In the incapacity scenario, the acting president is just a temporary deputy. In the case of a vacancy, however, they become the head of state until the next election, albeit without the title of president, and retaining their previous office. In either case, all the powers of the president devolve to the acting president, with the exception of the right to dissolve the Parliament.

The first person in line to become acting president is the Marshal of the Sejm. Should they be unable to serve, the next is the Marshal of the Senate. This order of precedence has been in effect since the creation of the Office of President, with the exception of the period 1935–1939, when the order was reversed.

To date four people have served as acting president: Maciej Rataj who did so twice, Bronisław Komorowski, Bogdan Borusewicz, and Grzegorz Schetyna. Rataj, Komorowski, and Schetyna were Marshals of the Sejm, and Borusewicz the Speaker of the Senate. Rataj's first term was between the assassination of President Gabriel Narutowicz and the election of Stanisław Wojciechowski, December 16–22, 1922, the second between the resignation of Wojciechowski and the election of Ignacy Mościcki, May 15–June 4, 1926. Both times he appointed a new cabinet. Komorowski became acting president on April 10, 2010, following the death of President Lech Kaczyński in a plane crash. On July 8, 2010, Poland had three different acting presidents. Komorowski (having won the new presidential elections) resigned as Speaker of the Sejm in the morning, and Borusewicz, who served as the Marshal of the Senate took over as acting president for several hours, until Schetyna was confirmed as the new Speaker of the Sejm and the new acting president.

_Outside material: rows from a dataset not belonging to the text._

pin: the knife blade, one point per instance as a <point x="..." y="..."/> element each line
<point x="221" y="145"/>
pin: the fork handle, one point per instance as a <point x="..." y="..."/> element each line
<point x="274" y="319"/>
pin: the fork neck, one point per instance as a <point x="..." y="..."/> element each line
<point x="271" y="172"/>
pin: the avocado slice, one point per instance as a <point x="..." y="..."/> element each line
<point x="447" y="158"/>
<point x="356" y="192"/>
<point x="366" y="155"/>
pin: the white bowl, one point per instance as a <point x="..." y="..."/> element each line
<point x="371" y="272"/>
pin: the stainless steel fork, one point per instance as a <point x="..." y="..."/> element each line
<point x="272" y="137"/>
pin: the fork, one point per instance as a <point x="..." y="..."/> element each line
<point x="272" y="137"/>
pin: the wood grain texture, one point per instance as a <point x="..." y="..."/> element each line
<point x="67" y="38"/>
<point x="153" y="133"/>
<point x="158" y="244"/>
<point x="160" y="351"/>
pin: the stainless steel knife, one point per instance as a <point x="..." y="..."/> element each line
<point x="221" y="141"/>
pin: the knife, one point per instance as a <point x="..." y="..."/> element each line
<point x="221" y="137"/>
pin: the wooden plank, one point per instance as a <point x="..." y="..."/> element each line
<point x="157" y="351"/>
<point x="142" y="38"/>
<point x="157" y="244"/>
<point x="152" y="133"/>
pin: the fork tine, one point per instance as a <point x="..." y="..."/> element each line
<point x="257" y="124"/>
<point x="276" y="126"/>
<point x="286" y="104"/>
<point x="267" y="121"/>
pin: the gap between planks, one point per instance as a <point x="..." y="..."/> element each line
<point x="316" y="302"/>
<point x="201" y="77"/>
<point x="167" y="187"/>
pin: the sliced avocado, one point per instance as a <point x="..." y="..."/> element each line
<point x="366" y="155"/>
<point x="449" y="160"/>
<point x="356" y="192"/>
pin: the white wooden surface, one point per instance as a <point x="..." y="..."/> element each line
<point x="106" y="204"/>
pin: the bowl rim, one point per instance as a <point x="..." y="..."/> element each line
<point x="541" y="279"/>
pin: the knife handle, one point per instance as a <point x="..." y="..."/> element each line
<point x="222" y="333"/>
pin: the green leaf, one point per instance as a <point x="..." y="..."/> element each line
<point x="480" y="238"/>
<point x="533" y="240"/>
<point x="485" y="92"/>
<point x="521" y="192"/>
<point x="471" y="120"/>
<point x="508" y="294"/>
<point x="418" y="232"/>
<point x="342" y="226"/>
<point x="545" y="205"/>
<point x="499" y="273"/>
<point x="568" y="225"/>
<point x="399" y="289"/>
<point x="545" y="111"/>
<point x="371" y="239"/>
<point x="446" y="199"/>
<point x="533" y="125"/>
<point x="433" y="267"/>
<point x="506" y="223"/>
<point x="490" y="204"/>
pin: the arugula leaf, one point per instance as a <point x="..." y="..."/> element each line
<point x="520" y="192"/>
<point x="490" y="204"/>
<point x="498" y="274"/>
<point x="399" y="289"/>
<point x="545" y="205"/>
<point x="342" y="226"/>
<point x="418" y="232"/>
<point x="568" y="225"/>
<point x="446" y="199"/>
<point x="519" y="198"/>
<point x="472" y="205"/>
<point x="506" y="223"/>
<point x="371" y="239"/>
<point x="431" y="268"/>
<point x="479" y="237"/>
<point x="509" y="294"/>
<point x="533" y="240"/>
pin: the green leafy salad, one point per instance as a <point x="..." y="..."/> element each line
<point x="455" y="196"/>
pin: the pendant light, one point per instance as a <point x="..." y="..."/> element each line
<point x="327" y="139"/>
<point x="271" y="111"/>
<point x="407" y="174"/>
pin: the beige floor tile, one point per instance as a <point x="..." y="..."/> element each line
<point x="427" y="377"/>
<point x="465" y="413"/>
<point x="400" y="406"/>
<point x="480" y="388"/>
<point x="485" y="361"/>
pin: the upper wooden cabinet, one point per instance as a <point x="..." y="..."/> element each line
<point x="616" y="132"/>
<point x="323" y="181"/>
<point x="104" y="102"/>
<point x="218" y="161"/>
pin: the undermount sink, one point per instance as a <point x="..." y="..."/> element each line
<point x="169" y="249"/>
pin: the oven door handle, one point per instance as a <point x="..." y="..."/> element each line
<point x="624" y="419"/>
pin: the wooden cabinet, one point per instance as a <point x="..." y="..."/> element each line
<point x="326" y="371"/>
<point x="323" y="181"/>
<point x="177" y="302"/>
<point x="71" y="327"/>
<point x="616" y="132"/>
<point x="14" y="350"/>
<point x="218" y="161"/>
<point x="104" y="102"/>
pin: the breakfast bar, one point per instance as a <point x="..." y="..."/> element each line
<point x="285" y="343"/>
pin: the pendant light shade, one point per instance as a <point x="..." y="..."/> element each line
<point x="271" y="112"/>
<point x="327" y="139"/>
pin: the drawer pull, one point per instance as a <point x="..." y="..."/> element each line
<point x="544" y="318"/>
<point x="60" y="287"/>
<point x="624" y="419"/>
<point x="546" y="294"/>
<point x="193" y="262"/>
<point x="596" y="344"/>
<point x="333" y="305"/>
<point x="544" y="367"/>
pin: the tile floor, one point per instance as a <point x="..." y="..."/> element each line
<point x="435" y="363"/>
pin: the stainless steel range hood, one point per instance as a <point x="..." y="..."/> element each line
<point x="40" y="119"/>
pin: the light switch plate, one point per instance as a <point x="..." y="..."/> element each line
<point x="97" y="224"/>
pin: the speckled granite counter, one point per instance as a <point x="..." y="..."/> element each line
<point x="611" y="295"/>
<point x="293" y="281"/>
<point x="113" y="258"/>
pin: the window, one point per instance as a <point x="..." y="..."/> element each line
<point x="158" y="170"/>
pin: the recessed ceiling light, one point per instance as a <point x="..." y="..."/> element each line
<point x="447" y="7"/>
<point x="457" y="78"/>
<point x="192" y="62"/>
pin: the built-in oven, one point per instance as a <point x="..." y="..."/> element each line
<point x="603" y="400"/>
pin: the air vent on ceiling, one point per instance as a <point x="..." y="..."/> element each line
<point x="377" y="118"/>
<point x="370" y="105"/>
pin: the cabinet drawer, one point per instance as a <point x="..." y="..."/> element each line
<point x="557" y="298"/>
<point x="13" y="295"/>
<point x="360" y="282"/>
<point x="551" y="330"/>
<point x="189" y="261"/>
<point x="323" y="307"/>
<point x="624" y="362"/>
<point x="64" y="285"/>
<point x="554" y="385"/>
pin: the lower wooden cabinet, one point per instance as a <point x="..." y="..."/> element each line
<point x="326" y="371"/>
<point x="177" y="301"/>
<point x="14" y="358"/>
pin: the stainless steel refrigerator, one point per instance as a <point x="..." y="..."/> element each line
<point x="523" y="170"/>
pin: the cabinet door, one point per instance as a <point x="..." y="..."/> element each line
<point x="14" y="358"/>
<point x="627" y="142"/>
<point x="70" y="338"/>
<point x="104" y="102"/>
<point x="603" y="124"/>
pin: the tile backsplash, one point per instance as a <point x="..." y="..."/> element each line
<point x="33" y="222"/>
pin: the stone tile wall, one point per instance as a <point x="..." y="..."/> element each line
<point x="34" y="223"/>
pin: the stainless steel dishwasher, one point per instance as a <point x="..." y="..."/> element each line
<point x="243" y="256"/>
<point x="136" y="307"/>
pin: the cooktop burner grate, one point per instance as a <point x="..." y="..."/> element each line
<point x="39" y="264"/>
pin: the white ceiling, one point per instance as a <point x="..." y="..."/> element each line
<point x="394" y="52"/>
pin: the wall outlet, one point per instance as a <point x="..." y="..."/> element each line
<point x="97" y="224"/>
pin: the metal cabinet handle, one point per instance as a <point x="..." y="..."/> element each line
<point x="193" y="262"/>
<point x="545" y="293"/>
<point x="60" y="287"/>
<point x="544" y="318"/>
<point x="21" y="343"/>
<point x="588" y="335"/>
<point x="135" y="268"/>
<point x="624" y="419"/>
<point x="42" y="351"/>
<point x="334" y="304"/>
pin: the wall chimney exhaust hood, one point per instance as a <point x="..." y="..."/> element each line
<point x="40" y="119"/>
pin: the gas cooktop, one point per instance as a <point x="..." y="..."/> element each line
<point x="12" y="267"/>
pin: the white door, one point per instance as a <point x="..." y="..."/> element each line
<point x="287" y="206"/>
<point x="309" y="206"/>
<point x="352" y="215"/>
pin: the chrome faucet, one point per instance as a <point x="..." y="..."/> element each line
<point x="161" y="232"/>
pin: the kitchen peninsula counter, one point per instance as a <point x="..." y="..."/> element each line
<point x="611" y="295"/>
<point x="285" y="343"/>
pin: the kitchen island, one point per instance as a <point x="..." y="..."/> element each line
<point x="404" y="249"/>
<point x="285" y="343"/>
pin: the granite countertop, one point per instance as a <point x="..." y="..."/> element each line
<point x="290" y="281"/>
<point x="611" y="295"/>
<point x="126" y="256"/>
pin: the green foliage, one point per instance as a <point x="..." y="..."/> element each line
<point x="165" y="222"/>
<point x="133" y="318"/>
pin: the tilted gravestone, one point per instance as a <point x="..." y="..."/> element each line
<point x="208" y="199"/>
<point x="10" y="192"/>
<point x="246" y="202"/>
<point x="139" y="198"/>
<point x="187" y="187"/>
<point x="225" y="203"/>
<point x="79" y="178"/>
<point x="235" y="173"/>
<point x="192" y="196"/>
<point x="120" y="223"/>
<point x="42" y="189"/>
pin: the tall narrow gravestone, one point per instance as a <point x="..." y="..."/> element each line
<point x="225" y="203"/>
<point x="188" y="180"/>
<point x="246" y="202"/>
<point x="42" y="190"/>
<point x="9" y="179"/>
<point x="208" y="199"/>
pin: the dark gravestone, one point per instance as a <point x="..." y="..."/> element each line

During the period of communist rule, two Sejm Marshals served very briefly as Presidents pro tempore of the State National Council:
- Franciszek Trąbalski (February 4, 1947 - Sejm Marshal pro tempore due to seniority)
- Władysław Kowalski (February 4–5, 1947 - elected Sejm Marshal)

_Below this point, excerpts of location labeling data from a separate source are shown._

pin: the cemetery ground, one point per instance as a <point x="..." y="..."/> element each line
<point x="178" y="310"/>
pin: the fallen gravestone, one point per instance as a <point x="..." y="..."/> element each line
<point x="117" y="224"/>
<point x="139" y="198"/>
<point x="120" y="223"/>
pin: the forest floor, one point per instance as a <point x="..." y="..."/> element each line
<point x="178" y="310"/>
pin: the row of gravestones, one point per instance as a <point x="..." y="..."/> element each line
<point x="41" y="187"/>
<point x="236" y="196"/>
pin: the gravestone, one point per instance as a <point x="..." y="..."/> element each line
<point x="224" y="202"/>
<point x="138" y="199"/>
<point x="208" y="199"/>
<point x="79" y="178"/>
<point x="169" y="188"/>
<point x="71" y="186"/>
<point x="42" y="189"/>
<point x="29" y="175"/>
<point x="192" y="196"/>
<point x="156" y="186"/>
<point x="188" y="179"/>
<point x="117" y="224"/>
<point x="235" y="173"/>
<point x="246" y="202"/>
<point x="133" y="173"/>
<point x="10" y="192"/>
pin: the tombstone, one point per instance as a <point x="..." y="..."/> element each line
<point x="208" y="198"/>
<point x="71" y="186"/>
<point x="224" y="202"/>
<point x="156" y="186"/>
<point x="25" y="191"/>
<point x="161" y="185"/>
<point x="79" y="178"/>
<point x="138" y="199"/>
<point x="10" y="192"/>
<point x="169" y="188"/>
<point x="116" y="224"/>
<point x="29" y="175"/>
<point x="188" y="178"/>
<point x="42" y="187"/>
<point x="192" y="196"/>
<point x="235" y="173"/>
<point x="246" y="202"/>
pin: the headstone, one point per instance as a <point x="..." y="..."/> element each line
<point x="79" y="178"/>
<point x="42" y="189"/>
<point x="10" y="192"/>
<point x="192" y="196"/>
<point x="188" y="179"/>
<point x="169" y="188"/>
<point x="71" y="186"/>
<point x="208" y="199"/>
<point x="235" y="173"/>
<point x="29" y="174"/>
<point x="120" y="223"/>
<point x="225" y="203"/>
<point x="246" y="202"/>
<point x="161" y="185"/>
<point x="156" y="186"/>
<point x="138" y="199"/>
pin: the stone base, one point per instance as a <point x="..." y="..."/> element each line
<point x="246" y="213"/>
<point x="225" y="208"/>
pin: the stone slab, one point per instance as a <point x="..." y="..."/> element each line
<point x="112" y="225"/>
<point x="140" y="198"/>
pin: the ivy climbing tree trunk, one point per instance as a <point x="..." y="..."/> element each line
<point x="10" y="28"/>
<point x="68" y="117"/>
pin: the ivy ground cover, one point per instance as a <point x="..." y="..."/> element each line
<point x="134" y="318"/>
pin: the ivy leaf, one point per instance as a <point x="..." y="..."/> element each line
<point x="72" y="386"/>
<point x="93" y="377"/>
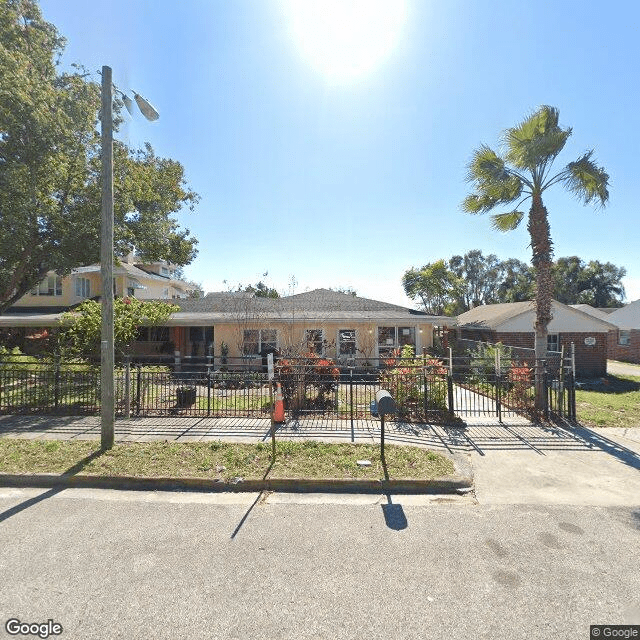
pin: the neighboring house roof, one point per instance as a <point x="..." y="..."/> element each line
<point x="507" y="316"/>
<point x="593" y="311"/>
<point x="628" y="317"/>
<point x="491" y="316"/>
<point x="132" y="271"/>
<point x="319" y="304"/>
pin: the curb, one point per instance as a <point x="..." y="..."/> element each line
<point x="446" y="484"/>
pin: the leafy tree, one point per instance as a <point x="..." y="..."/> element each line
<point x="80" y="329"/>
<point x="517" y="281"/>
<point x="480" y="275"/>
<point x="50" y="198"/>
<point x="569" y="279"/>
<point x="523" y="172"/>
<point x="604" y="286"/>
<point x="435" y="285"/>
<point x="596" y="283"/>
<point x="261" y="290"/>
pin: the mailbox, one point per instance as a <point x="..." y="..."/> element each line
<point x="386" y="404"/>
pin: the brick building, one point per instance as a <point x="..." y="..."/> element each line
<point x="513" y="325"/>
<point x="624" y="342"/>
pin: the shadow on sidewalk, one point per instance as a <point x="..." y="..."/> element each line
<point x="71" y="471"/>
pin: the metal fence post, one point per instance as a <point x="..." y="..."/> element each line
<point x="424" y="389"/>
<point x="452" y="409"/>
<point x="127" y="387"/>
<point x="138" y="389"/>
<point x="56" y="380"/>
<point x="545" y="385"/>
<point x="351" y="395"/>
<point x="571" y="397"/>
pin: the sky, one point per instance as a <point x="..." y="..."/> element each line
<point x="328" y="141"/>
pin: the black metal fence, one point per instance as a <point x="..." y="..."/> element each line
<point x="425" y="389"/>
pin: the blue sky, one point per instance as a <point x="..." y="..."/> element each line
<point x="331" y="152"/>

==Constitutional provisions on acting Presidency==
Article 131, Chapter 5:
 1. If the President of the Republic is temporarily unable to discharge the duties of his office, he shall communicate this fact to the Marshal of the Sejm, who shall temporarily assume the duties of the President of the Republic. If the President of the Republic is not in a position to inform the Marshal of the Sejm of his incapacity to discharge the duties of the office, then the Constitutional Tribunal shall, on request of the Marshal of the Sejm, determine whether or not there exists an impediment to the exercise of the office by the President of the Republic. If the Constitutional Tribunal so finds, it shall require the Marshal of the Sejm to temporarily perform the duties of the President of the Republic.
 2. The Marshal of the Sejm shall, until the time of election of a new President of the Republic, temporarily discharge the duties of the President of the Republic in the following instances:
- the death of the President of the Republic
- the President's resignation from office;
- judicial declaration of the invalidity of the election to the Presidency or other reasons for not assuming office following the election
- a declaration by the National Assembly of the President's permanent incapacity to exercise his duties due to the state of his health; such declaration shall require a resolution adopted by a majority vote of at least two-thirds of the statutory number of members of the National Assembly
- dismissal of the President of the Republic from office by a judgment of the Tribunal of State.
 3. If the Marshal of the Sejm is unable to discharge the duties of the President of the Republic, such duties shall be discharged by the Marshal of the Senate.
 4. A person discharging the duties of the President of the Republic shall not shorten the term of office of the Sejm.